Brian Hatton wrote home two to three times a week whenever he was away from home, from the age of ten when he went away to school in Swansea. He was sent away for the good of his health and the good sea air. He lived with Dr and Mrs Lancaster who remained his friends for the rest of his life. This was in 1897, when he first went away, it was the year of the Queen Victoria’s Jubilee. He continued to write home regularly until his death in Egypt in 1916.
He was a very good correspondent, he loved to laugh and he loved a joke. His letters are full of descriptions and tiny drawings of people falling into puddles, hats blown along the beach, umbrellas blown inside out and people falling over small dogs. He had a great sense of the ridiculous but his was not an unkind laughter – he would be the first to run after the runaway hat or umbrella and to help Mrs Lancaster, (for it was usually her or her hat), out of the puddle. He was equally quick to laugh at himself and sent many accounts and caricatures of himself falling off ponies and coming off the worst in a scrap with a bigger boy in the playground.
He was affectionate and cheerful and his letters remained so until the end when he wrote of life in the trenches in 1915, in Egypt. He wrote of poor food, lack of boots and equipment, of boredom and of how much he missed Biddy, his wife, and their baby Mary. But overall this there was Brian’s optimism. This was the young man who wrote in 1916, to his father – ‘mine is a very fast pony, no German or Turk will ever catch me.’ He wanted only to return to his family and Hereford, ‘with a sound right hand and eyesight.’

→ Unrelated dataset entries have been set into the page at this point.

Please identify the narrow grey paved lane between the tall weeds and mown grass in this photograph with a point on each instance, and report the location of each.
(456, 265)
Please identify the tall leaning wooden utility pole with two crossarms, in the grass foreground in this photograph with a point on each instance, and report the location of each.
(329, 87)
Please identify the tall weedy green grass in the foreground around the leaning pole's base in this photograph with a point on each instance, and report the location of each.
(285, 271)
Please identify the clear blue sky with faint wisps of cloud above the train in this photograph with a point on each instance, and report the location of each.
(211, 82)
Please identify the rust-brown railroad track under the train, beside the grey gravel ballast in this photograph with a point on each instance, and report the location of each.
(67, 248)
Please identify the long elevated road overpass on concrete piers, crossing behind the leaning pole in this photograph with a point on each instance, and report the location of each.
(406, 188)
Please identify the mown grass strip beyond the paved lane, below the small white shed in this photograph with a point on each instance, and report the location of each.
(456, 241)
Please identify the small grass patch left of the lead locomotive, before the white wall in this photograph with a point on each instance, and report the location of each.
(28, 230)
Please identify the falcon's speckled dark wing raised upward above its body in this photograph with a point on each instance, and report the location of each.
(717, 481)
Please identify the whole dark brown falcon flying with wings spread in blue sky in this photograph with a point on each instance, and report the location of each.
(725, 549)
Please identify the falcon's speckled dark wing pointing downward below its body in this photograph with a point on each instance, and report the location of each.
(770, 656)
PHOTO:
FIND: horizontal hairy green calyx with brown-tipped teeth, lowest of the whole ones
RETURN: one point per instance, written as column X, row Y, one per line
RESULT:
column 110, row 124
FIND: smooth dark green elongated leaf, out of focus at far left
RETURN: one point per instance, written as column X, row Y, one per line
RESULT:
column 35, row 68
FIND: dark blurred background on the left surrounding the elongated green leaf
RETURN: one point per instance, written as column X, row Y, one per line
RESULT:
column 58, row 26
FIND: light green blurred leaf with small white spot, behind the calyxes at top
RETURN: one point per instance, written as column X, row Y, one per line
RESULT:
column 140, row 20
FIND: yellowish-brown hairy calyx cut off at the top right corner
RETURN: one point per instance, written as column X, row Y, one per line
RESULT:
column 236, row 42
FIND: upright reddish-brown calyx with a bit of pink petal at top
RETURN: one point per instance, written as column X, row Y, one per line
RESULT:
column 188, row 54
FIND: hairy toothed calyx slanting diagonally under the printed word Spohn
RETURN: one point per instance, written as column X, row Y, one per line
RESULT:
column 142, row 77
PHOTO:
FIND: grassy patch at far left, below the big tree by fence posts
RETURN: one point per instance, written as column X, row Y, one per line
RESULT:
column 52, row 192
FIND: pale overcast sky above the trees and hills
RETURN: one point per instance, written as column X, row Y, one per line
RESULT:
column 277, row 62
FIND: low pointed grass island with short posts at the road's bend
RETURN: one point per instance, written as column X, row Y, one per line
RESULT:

My favourite story about Brian is his account of Spring, the lurcher. There is a very good drawing of Spring in the collection, dated 1905. In March of that year, Brian wrote to his mother, ‘yesterday afternoon I bought a mongrel a rough haired whippet for ten shillings. The fellow wouldn’t take less although I tried to bargain for 7/6. I believe he is a very sporting brute and a nice good tempered animal and under 12 months. I suppose I shall want a license now! I am going to keep him in a barrel in Mrs Farr’s garden and she’ll look after him.’ It turned out that ‘the fellow who wouldn’t take less than ten shillings,’ did not own the dog and his owner turned up to claim him. However, Brian, who was quite robust and outspoken, called the local policeman to settle the dispute, and it was eventually settled in Brian’s favour.
I think if Brian had been my brother, I would have liked him very much.